Crowdsourcing, first named by Howe [7], refers to the practice of advertising small self-contained tasks on the Web, usually to be worked on via the Internet, such as within a Web browser. Workers are typically compensated on the basis of the work they complete, rather than by a contract for a fixed amount of work. For the employer, the absence of the traditional relationship with employees, in many cases not knowing their identities or qualifications, is balanced by the speed and cheapness with which a large number of tasks can be completed. Often little time investment is required for data collection beyond the initial setup. The volume of data can compensate for potential inconsistency in quality: several studies have shown that combining the responses of nonexpert workers, whether by averaging or by using majority answers to screen out low-quality answers, can equal the quality of expert work, at a much lower cost [8-10]. The present study is based on the crowdsourcing website Mechanical Turk administered by Amazon, chosen because of its advertised worker base of over 500,000 individuals and because of the convenient infrastructure it provides for posting and paying for small jobs (typically requiring between 1 minute and 1 hour) to be completed over the Web. Because of the presence of an intermediary, workers can remain anonymous while receiving payments from experimenters.

Mechanical Turk and other crowdsourcing tools are particularly well suited for the task of collecting nonspecific normative datasets. Besides the speed and low cost of data collection, the population is relatively heterogenous, typically spanning a range of ages, educational backgrounds, and geographic locations that is greater than can be easily accessed by conventional methods [11,12]. Although it is difficult to control the demographic composition in crowdsourcing, this limitation is less serious when a general normative dataset sampling from the population at large is required. However, there is still concern about whether datasets collected in this way would have low quality responses or other distinctive characteristics that limit their usefulness. Some reasons why data obtained through recruiting and testing participants over the Internet might be less valuable [13,14] include potential sampling bias in recruiting only Internet users; that the experimental setting and display conditions cannot be controlled; greater chance of distractions and interruptions; and the possibility of worse compliance or motivation because of the lack of the presence of an experimenter. The question of the quality of more complex responses in light of these issues has not previously been addressed.

We compared a normative natural language dataset that was collected over the Web from participants recruited using Mechanical Turk (crowdsourced), with a dataset collected in the lab with participants recruited using conventional means (lab-sourced). As discussed in Saunders et al[6], the responses consisted of short descriptions of 30-second movie clips. We compared the results of the two recruiting processes, as well as the properties of the responses that the two groups produced. In addition to simple metrics such as the lengths of the responses, we used a take-one-out procedure to evaluate the quality of the content. The text of each response was compared to the text of all other responses in the same normative dataset, taking note of whether it was more similar to the responses to the same movie clip than to the responses to other movie clips, using a simple count of shared words. We also performed this procedure crossing the two normative datasets to test whether the content was similar.

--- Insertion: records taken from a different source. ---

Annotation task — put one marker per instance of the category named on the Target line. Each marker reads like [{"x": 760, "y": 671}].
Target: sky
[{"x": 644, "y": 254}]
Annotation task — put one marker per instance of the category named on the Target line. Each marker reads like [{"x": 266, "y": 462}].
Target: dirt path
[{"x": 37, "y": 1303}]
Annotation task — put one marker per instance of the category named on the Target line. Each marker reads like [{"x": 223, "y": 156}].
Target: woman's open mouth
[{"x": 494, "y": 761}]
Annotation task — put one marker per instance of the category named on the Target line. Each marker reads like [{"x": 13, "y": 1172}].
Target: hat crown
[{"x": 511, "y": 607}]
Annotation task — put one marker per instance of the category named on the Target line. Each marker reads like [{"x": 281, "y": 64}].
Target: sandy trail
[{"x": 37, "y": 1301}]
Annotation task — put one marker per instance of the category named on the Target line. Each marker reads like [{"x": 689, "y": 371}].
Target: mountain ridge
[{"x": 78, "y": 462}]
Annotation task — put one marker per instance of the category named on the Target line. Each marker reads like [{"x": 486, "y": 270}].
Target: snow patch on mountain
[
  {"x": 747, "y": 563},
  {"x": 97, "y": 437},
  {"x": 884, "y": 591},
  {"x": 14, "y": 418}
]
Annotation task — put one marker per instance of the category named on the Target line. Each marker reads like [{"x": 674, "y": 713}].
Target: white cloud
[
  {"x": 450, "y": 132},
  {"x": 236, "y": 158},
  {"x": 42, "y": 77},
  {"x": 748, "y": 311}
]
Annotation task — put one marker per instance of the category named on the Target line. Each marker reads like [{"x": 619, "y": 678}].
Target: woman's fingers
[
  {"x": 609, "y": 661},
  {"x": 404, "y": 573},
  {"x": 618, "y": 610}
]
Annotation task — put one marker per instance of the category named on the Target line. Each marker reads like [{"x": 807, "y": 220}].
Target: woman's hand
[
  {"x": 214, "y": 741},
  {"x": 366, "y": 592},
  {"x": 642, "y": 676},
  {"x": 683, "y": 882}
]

Crowdsourced participants (workers) were recruited through postings on Amazon Mechanical Turk and were limited to workers who were registered as living in the United States. Demographic information was requested from each worker before they completed any tasks. At the end of the demographic survey, workers were informed about what they would be asked to do and actively consented by selecting a check box. Workers were known to us only by an ID assigned by Amazon. They were paid on a per-response basis, with Amazon as an intermediary. Workers were paid US$0.25 per response contributed, with a one-time $0.25 bonus for filling out the demographic survey and a $0.25 bonus for every 25 responses contributed and approved.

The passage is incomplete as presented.